The acceleration of the object can be calculated by using the following expression:

$a = \frac{{{v_2} - {v_1}}}{{{t_2} - {t_1}}}$

Here, ${v_1}$ is the velocity of the object at time ${t_1}$ and ${v_2}$ is the velocity of the object at time ${t_2}$ .

The expression of force is as follows:

$F = ma$

Here, F is the force. m is the mass, and a is the acceleration of the object.

(A)

The increasing curve starts from 0 s and end at 3 s. This means that the time 1 s lies between this interval.

Let $3{\rm{ s}}$ be the second point of the curve with velocity 12 m/s and 0 s be the first point of the curve with velocity 0 m/s.

The acceleration of the object in this interval can be calculated as follows:

$a = \frac{{{v_2} - {v_1}}}{{{t_2} - {t_1}}}$

Here, ${v_1}$ is the first point of the curve at time ${t_1}$ and ${v_2}$ is the final point of the curve at time ${t_2}$ .

Substitute 12 m/s for ${v_2}$ , 0 m/s for ${v_1}$ , 3 s for ${t_2}$ , and 0 s for ${t_1}$ .

$\begin{array}{c}\\a = \frac{{12{\rm{ m/s}} - 0{\rm{ m/s}}}}{{3{\rm{ s}} - 0{\rm{ s}}}}\\\\ = 4{\rm{ m/}}{{\rm{s}}^2}\\\end{array}$

The expression of force is as follows:

$F = ma$

Substitute 2.7 kg for m and $4{\rm{ m/}}{{\rm{s}}^2}$ for a in the above expression.

$\begin{array}{c}\\F = \left( {2.7{\rm{ kg}}} \right)\left( {4{\rm{ m/}}{{\rm{s}}^2}} \right)\\\\ = 10.8{\rm{ N}}\\\end{array}$

(B)

The horizontal curve starts from 3 s and end at 6 s. This means that the time 4 s lies between this interval.

Let ${\rm{6 s}}$ be the second point of the curve with velocity 12 m/s and 3 s be the first point of the curve with velocity 12 m/s.

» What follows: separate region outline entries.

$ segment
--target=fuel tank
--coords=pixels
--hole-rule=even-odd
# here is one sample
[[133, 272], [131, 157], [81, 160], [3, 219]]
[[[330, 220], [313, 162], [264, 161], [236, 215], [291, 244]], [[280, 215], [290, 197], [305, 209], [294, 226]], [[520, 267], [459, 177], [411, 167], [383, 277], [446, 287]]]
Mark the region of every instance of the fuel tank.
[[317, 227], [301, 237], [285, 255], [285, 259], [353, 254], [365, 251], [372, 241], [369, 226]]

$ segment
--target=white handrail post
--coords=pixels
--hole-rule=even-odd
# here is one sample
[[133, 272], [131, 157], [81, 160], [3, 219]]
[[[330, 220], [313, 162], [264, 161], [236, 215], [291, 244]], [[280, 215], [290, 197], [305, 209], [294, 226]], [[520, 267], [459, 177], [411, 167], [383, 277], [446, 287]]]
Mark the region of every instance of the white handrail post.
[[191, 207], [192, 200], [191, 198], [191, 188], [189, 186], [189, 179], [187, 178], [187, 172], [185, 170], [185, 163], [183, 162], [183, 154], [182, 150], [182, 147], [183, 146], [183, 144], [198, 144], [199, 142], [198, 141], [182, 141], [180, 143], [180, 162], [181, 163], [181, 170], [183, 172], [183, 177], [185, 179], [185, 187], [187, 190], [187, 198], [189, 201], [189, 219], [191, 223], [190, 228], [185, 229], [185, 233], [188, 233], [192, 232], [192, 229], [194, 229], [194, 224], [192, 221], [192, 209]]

The acceleration of the object in this interval can be calculated as follows:

$a = \frac{{{v_2} - {v_1}}}{{{t_2} - {t_1}}}$

Here, ${v_1}$ is the first point of the curve at time ${t_1}$ and ${v_2}$ is the final point of the curve at time ${t_2}$ .

Substitute 12 m/s for ${v_2}$ , 12 m/s for ${v_1}$ , 6 s for ${t_2}$ , and 3 s for ${t_1}$ .

$\begin{array}{c}\\a = \frac{{12{\rm{ m/s}} - 12{\rm{ m/s}}}}{{{\rm{6 s}} - 3{\rm{ s}}}}\\\\ = 0{\rm{ m/}}{{\rm{s}}^2}\\\end{array}$

The expression of force is as follows:

$F = ma$

Substitute 2.7 kg for m and ${\rm{0 m/}}{{\rm{s}}^2}$ for a in the above expression.

$\begin{array}{c}\\F = \left( {2.7{\rm{ kg}}} \right)\left( {{\rm{0 m/}}{{\rm{s}}^2}} \right)\\\\ = 0.0{\rm{ N}}\\\end{array}$

(C)

The decreasing curve starts from 6 s and end at 8 s. This means that the time 7 s lies between this interval.

Let 8 s be the second point of the curve with velocity 0 m/s and 6 s be the first point of the curve with velocity 12 m/s.

The acceleration of the object in this interval can be calculated as follows:

$a = \frac{{{v_2} - {v_1}}}{{{t_2} - {t_1}}}$

Here, ${v_1}$ is the first point of the curve at time ${t_1}$ and ${v_2}$ is the final point of the curve at time ${t_2}$ .

Substitute 0 m/s for ${v_2}$ , 12 m/s for ${v_1}$ , 8 s for ${t_2}$ , and 6 s for ${t_1}$ .

$\begin{array}{c}\\a = \frac{{{\rm{0 m/s}} - 12{\rm{ m/s}}}}{{{\rm{8 s}} - 6{\rm{ s}}}}\\\\ = - 6{\rm{ m/}}{{\rm{s}}^2}\\\end{array}$

The expression of force is as follows:

$F = ma$

Substitute 2.7 kg for m and $- {\rm{6 m/}}{{\rm{s}}^2}$ for a in the above expression.

$\begin{array}{c}\\F = \left( {2.7{\rm{ kg}}} \right)\left( {{\rm{ - 6 m/}}{{\rm{s}}^2}} \right)\\\\ = - 16.2{\rm{ N}}\\\end{array}$

Ans: Part A

The net force acting on the object at 1 s is 10.8 N.

Part B

The net force acting on the object at 4 s is 0.0 N.

Part C

The net force acting on the object at 7 s is -16.2 N.